Oil prices see little change as investors put more focus on the geopolitical tensions in the Middle East. Furthermore, they remain more optimistic about interest rate cuts from the US Federal Reserve. This action might lead to a rise in the demand for fuel globally, leading to economic growth.
According to Reuters,
“Brent crude futures fell 26 cents, or 0.3%, to $79.13 a barrel by 0115 GMT while U.S. West Texas Intermediate crude was at $73.59 a barrel, up 3 cents. Trade is thin as some markets are still closed for the Boxing Day public holiday.”
Both types of crude oil showed 3% gains last week. This happened after ships came across Houthi attacks near Yemen. This caused global disruption in marine shipping and trade. Furthermore, it also added to tensions in the Middle East, especially the Israel-Gaza conflict.
Maersk, a Denmark-based logistics company, said on Sunday that it would resume its shipping operations soon in the Red Sea and the Gulf of Aden. Apart from that, they also cited the deployment of US-led military operations in the area to ensure the safety of shipping and business in the area.

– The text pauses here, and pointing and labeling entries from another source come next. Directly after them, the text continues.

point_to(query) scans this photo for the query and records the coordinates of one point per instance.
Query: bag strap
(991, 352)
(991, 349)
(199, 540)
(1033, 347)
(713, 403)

Many shipping companies stopped vessel passage through the Red Sea, which also connects to the Suez Canal. This area is responsible for almost 12% of world trade. Also, these shipping companies are imposing surcharges for the re-routing of ships.
Investors are also expecting the Federal Reserve to cut interest rates next year. Moreover, as per US data, some key measures of inflation are currently below the central bank’s target (2%). If it lowers interest rates, it would cut consumers’ borrowing costs. This, in return, can boost economic growth and oil demand.